One way to measure this buffer is looking at a bank's Tier 1 capital ratio. First Bank of Tennessee's Tier 1 capital ratio was 12.32 percent, exceeding the 6 percent level considered adequate by regulators, but lower than the national average of 25.65 percent. A higher capital ratio suggests the bank will be better able to stand up to economic challenges.

Overall, First Bank of Tennessee held equity amounting to 10.09 percent of its assets, which was lower than the national average of 12.03 percent.

Asset Quality Score

This test is intended to estimate how the bank's reserves set aside to cover loan losses, as well as overall capitalization, could be affected by problem assets, such as unpaid mortgages.

Having lots of these types of assets suggests a bank could eventually have to use capital to absorb losses, shrinking its equity cushion. Many of those assets are also likely to be in non-accrual status and no longer earning interest for the bank, decreasing earnings and elevating the chances of a failure in the future.

First Bank of Tennessee scored 32 out of a possible 40 points on Bankrate's asset quality test, lower than the national average of 37.49.

The percentage of problem assets a bank holds compared to its total assets is a handy indicator of asset quality.As of December 31, 2017, 2.38 percent of First Bank of Tennessee's loans were noncurrent, meaning they were more than 90 days past due or were in non-accrual status. That's above the national average of 1.01 percent.

Banks maintain a reserve to deal with problem assets known as an "allowance for loan and lease losses." Comparing how large that reserve is to the total amount of problematic loans can be a widely used indicator when evaluating a bank's ability to manage problem assets.
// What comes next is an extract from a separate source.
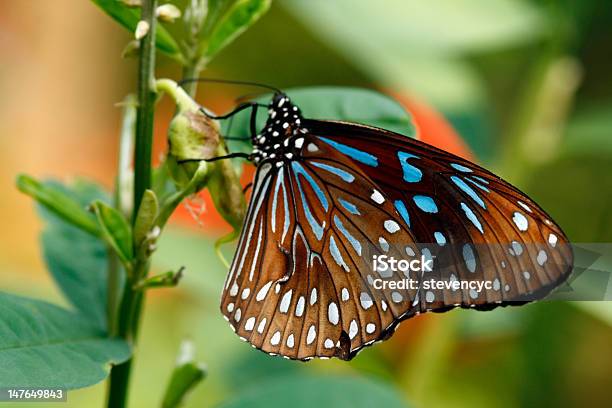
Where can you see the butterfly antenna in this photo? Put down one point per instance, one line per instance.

Unfortunately, the FDIC did not provide information on First Bank of Tennessee's loan loss allowance in its most recent filings.

Earnings score

A bank's ability to earn money affects its safety and soundness. A bank can retain its earnings, boosting its capital cushion, or put them to work addressing problematic loans, likely making the bank more resilient in tough times. Losses, on the other hand, take away from a bank's ability to do those things.

First Bank of Tennessee scored 22 out of a possible 30 on Bankrate's test of earnings, beating the national average of 15.12.
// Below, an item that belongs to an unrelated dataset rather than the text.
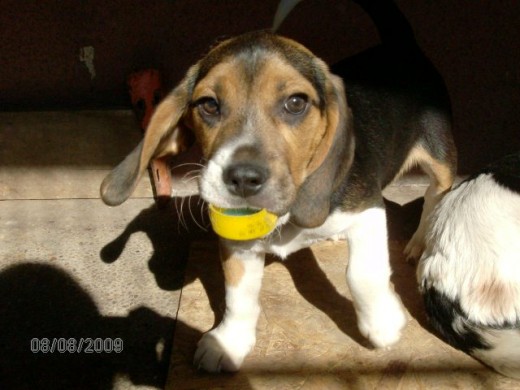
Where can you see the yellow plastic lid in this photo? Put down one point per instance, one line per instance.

One important way to measure a bank's earnings is return on equity, or net income (essentially profit) divided by the total amount of equity. First Bank of Tennessee's most recent annualized quarterly return on equity was 14.17 percent, above the national average of 8.10 percent.

The bank reported net income of $4.5 million on total equity of $31.9 million for the twelve months ended December 31, 2017. The bank experienced an annualized return on average assets, or ROA, of 1.46 percent, above the 1 percent deemed satisfactory in accordance with industry standards, and above the average for U.S. banks of 1.00 percent.

WHAT IS SAFE & SOUND?

Bankrate.com's Safe & Sound Ratings provide a star rating system to evaluate the current financial status of financial institutions. The information gathered about banks, credit unions and thrifts is updated as set forth in the Terms of Use of Safe & Sound Ratings and Reports. The Safe & Sound Ratings information is grouped by categories of banks, thrifts and credit unions.

Scoring methodology

Bankrate.com evaluates the financial condition of institutions and assigns a one- to five-star rating for each with five stars representing the highest rating. Institutions with satisfactory performance will generally receive a rating of three or more stars. The majority of institutions fall into the three- to four-star range. An institution with an "NR" rating may be too new to rate or may have limited the publicly available information in their regulatory filings. The "NR" is not an indication of financial strength or weakness. The Safe & Sound rating is believed to be reliable, but the information is not guaranteed. In addition, events since the information was collected may have altered the institution's financial condition.